MIAMI Tony Dungy closed out a soggy night riding the back of his players with his fists clinched, pointing to the sky, after his Indianapolis Colts captured Super Bowl XLI, 29-17, over the Chicago Bears Sunday night in Miami.
Dungy again used his nationally televised platform to give glory to God during the post-game awards ceremony.
In the awards ceremony in Dolphin Stadium, CBS announcer Jim Nantz asked Dungy to comment on the significance of being the first African American head coach to lead a team to a Super Bowl victory. "It means a lot," Dungy acknowledged. "I'm very proud to represent African American coaches."
But Dungy continued: "More than anything, [Bears coach] Lovie Smith [also an African American] and I, we're Christian coaches and this shows you can win doing it the Lord's way," Dungy told Nantz while holding the Vince Lombardi Trophy given to each year's NFL champion.
"We're more proud of that than anything."
Dungy and Smith whom Dungy hired when he was with the Tampa Bay Buccaneers spent much of the week leading up to the Super Bowl talking about the source of their strength and explaining that one win or loss would not define them as a person.
To hear Dungy give a testimony to his personal faith in Jesus Christ at the biggest of television venues came as little surprise to those who know him best.
"Tony Dungy is going to be the same way all the time, win or lose," Colts chaplain Ken Johnson said. "God is going to get glory in all situations and He always will with Tony."
Colts owner Jim Irsay, who earlier in the week spoke of his own personal renewal of faith through a drug rehab crisis, also used the post-Super Bowl celebration to spotlight God's hand on his team.
"I know God bonded us as such a tight team and looked after us on this journey," Irsay told Nantz and millions of TV viewers worldwide.
"We're going to give it all to God again."
After Monday's victory parade in Indianapolis and wrapping up some office details, Dungy will return to Tampa for a brief period to rest, spend time with his family and worship in his home church.
He said he will ask his family members again, as he does each year, if he should continue coaching the Colts, but with one year left on his Indianapolis contract, he expects to return.
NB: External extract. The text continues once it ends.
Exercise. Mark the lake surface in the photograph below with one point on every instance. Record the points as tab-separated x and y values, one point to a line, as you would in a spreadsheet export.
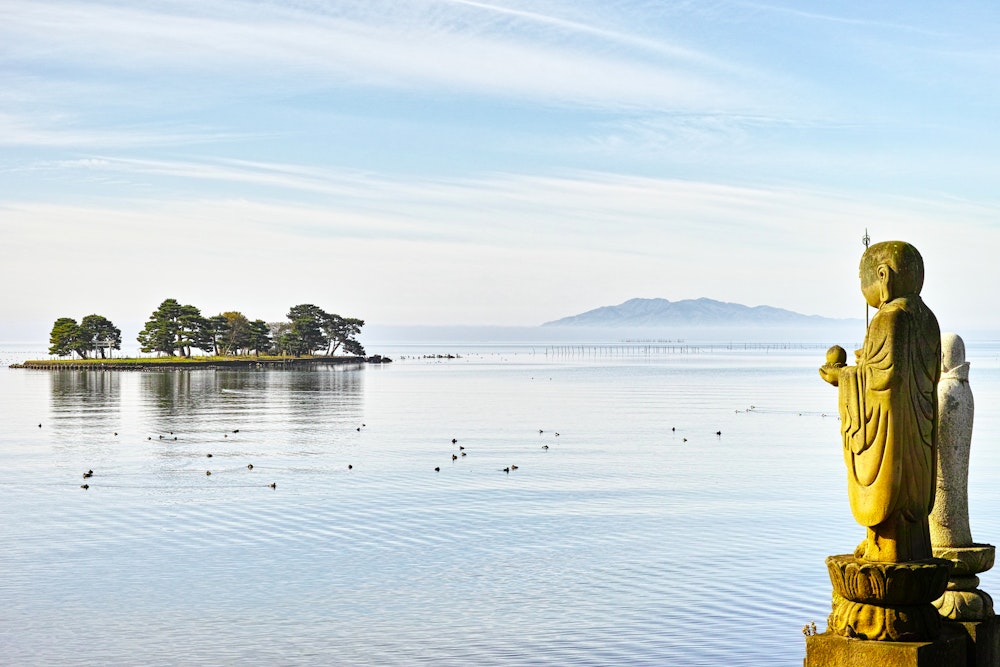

He said Saturday at the Athletes in Action Super Bowl Breakfast that he remains in coaching mainly because of the positive effect he can have on players' lives and the public platform he has for sharing his testimony.
"I think God's way is the best way," he said during one of his pre-Super Bowl news conferences, "and I appreciate the opportunity to share."
In Tampa, where Dungy continues to have ties to Idlewild Baptist Church, pastor Ken Whitten noted that "Tony Dungy made the Indianapolis Colts very happy, but he made the entire body of Christ happy when he accepted the Lombardy Trophy and gave the credit to the Lord Jesus Christ.
"Tony Dungy is the type of church member every pastor would like to have," Whitten said. "It was great for him to show God's way as a coach."